Barabba, di Par Lagerkvist, è proprio la storia di tutti, attraverso il dramma di colui che fu liberato al posto di Cristo. Barabba, ladro e torturatore e assassino, aveva usato di ogni umana libertà, della sua libertà s’era ubriacato come, ci racconta Lagerkvist, si ubriacava ogni sera fra bagordi di ogni tipo. Violenza, vendette, sangue, stragi. Barabba, ha scritto Giovanni Papini, è l’umanità, tutta intera. Barabba, che liberato segue la Via Crucis, attento però a non avvicinarsi troppo, perché i soldati romani non facciano raccogliere a lui la croce, quando Cristo stramazza.
è libero ormai, potrebbe andarsene. E tuttavia rimane, trascinato quasi contro se stesso da una strana attrazione dietro al corteo, sul Calvario. Resta, e fino all’ultimo. Lontano e muto. Non capendo chi è esattamente il condannato, ma intimamente sicuro che è innocente. Augurandosi che muoia, che finisca lo strazio della sua agonia. E all’alba della Pasqua, Barabba è acquattato dietro a un cespuglio, vicino al sepolcro. «Che il morto non sarebbe resuscitato dalla tomba ben lo sapeva, ma aveva voluto vedere con i suoi occhi, per esserne proprio certo (…). Certo era un po’ meravigliato di aver voluto far questo e di trovarsi in quel luogo. Perché poi si prendeva tanto a cuore questa faccenda? Che cosa gliene importava, in fin dei conti?». Gliene importava, in verità, maledettamente. Che quell’uomo fosse tornato dalla morte. Che fosse vera la salvezza che prometteva. Anche per uno come lui, perfino incredulo quando lo avevano graziato dal supplizio, tanto nell’affermare se stesso era andato lontano, nella ferocia.
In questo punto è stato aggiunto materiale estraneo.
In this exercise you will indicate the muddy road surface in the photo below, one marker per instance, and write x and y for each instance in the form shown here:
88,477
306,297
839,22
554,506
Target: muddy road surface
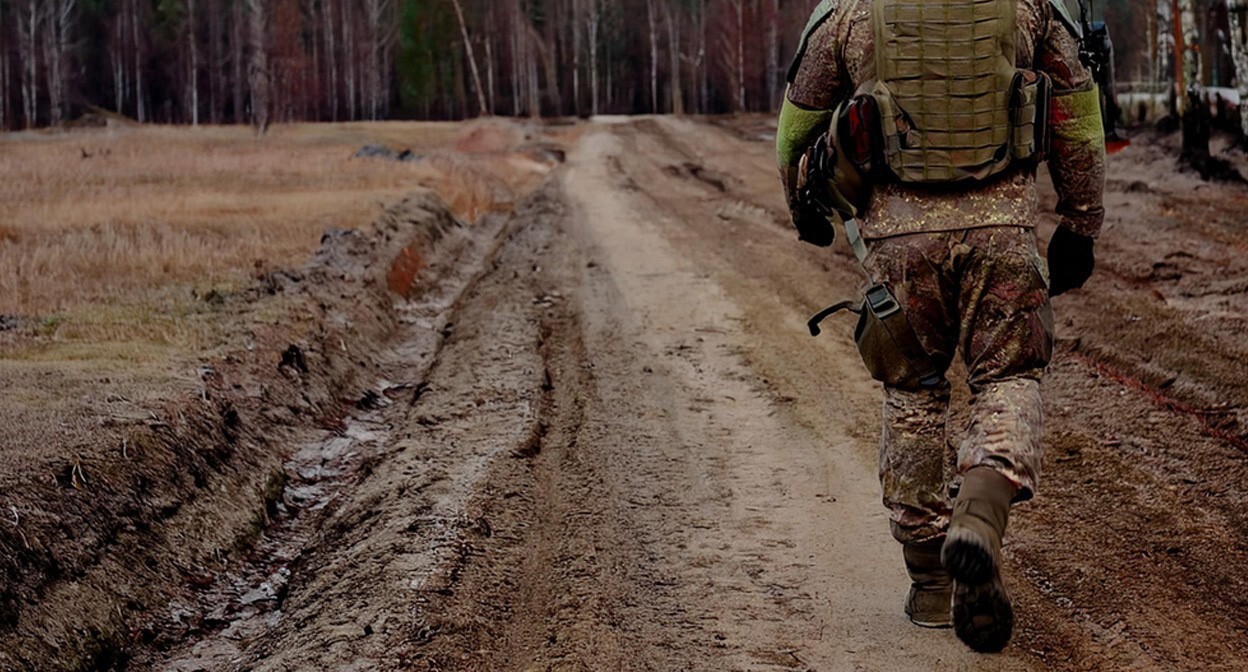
623,451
Quasi stanco, e come saziato e sfinito dal male, fino a non parere più quello di prima, il capo sanguinario di cui tutti avevano avuto timore. Da quel giorno sul Golgota, muto invece, lontano – un altro uomo.
Barabba cerca di convertirsi. Ma davanti al procuratore romano rinnega. E non pare vigliaccheria, ma l’ammissione di una dolorosa estrema verità: «Ho desiderato di credere», dice infatti. Lo ha desiderato, ma non è bastato un desiderio che non si è fatta pure, disarmata domanda.
A CHE VALE LA VITA?
è profondamente e dolorosamente moderno quell’«ho desiderato di credere» del Barabba di Lagerkvist, quasi l’ammissione di un’impotenza all’«inchinarsi all’infinitamente grande» che per Dostoevskij è la legge stessa dell’umanità. Per Anna Vercors, nell’Annunzio a Maria di Claudel, tutto era ancora limpido: «Che vale la vita se non per essere data? E perchè tormentarsi, quando è così semplice obbedire?». Cinquant’anni dopo, Lagerkvist in quelle parole tormentate di Barabba descrive lo smarrimento dell’uomo del Novecento, che non è più naturalmente capace di riconoscere Dio come un’evidenza. Il romanzo è del 1950, il Nobel del 1951. Ha scritto Papini: «Barabba cerca di sapere, cerca di informarsi, cerca di vedere… è incuriosito e turbato, ma non sarà mai convertito». Tuttavia ostinato a seguire il martirio, e poi sul Golgota, e silenzioso a verificare se è risorto, o no. Strenuamente intento a trattare la realtà con l’unica categoria possibile di una ragione positivistica, che scompone e misura ogni cosa, e a non arrendersi. Intento a mantenere il possesso della ‘propria’ libertà. A non riconoscere alcun disegno al di fuori del proprio – tanto meno un disegno buono. Solo nell’ultimo istante Barabba si arrende, anche lui, infine, sulla croce. Quando viene la morte, di cui ha sempre avuto tanta paura, nel buio dice: «A te raccomando l’anima mia». «Pur non riuscendo a credere – scrive Giussani – ma come disperato gesto di lealtà grida la sua nostalgia di un’affermazione ultima e positiva». Come un bambino che, pur non capendo, ripete ciò che dice il padre. Che vuole dire affidarsi. Che vuole dire, magari all’ultimo secondo, essere liberi. Come quel prete laggiù in Amazzonia, tanti anni fa, che aveva tanto da fare, ma mai fretta, e passava sui ponti di legno, «Se Dio vuole». E sembrava felice, e per questo m’aveva meravigliata.